一瞬で移動してきた仮面ヒーローが目の前にいた。
次の瞬間だった。
『2人をいじめるのは止めろっ!』
『ぐわあっ⁉』
猛烈な勢いでティラノが突進してきた。その背中に葉月も乗っている。
「お待たせ!」
「遅いぞ葉月!」
愚痴がこぼれたが、2人とも安心したように笑顔だった。
ティラノは色とりどりに凍った体から冷気を漂わせた。体の大きさは少し小さくなったように思える。
仮面ヒーローは頭突きをくらい、派手に吹っ飛んだ。
『いくよ葉月君!』
「うん!」
よく見ると、葉月の手にも氷でできた何かが握られている。

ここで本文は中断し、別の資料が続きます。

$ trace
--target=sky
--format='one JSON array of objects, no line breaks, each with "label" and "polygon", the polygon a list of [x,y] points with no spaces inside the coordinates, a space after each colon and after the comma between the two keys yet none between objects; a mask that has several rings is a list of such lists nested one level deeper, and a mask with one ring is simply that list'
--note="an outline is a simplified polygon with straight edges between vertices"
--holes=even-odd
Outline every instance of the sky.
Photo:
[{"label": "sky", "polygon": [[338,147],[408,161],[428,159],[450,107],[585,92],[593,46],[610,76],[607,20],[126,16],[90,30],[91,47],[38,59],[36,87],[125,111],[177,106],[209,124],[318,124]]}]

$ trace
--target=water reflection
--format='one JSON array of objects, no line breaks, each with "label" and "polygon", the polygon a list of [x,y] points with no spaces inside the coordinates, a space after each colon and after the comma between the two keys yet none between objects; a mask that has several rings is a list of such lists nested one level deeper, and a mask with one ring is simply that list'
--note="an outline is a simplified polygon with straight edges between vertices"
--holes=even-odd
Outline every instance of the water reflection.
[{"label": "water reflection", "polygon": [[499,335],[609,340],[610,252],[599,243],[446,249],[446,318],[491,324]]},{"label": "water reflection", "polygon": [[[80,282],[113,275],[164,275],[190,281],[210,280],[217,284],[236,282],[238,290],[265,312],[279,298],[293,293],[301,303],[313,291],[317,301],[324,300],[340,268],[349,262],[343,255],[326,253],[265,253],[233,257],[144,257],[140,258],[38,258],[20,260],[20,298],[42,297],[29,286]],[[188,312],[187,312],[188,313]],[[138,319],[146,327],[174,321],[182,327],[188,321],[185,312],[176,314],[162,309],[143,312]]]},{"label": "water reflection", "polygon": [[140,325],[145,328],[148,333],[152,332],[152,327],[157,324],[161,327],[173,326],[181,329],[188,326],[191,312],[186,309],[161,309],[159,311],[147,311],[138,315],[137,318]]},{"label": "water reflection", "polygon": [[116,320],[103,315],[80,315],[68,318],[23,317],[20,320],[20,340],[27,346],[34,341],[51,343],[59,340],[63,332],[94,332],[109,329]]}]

氷でできたアイスバーだ。
氷のティラノはアスファルトにひびが入るほど雄々しく踏み込むと仮面ヒーローに向かって突進した。
『くっ! 2度はくらわんぞ!』
空中でふらつく仮面ヒーローは身をよじってティラノの攻撃をかわした。葉月は体勢が崩れた仮面ヒーローを見逃さず、振り上げたアイスバーを思い切りヒーローの脳天にたたきつけた。
『ぎゃっ』
仮面ヒーローの周りに火花が散って星が飛ぶ。
そして、フラフラと地上に降下していった。
「やった! 倒したぞ!」
「でも、ヒーローを倒したら私たち本当に悪者じゃないの?」
「今更言ったってしょうがないだろ」
地面まで下りた回覧板から飛び降りると、回覧板はようやく解放されたと言わんばかりに上昇して飛び去った。
「ありがとなー」
伝わらないとわかっていても礼を言わずにはいられない。回覧板のおかげで助かったのだから。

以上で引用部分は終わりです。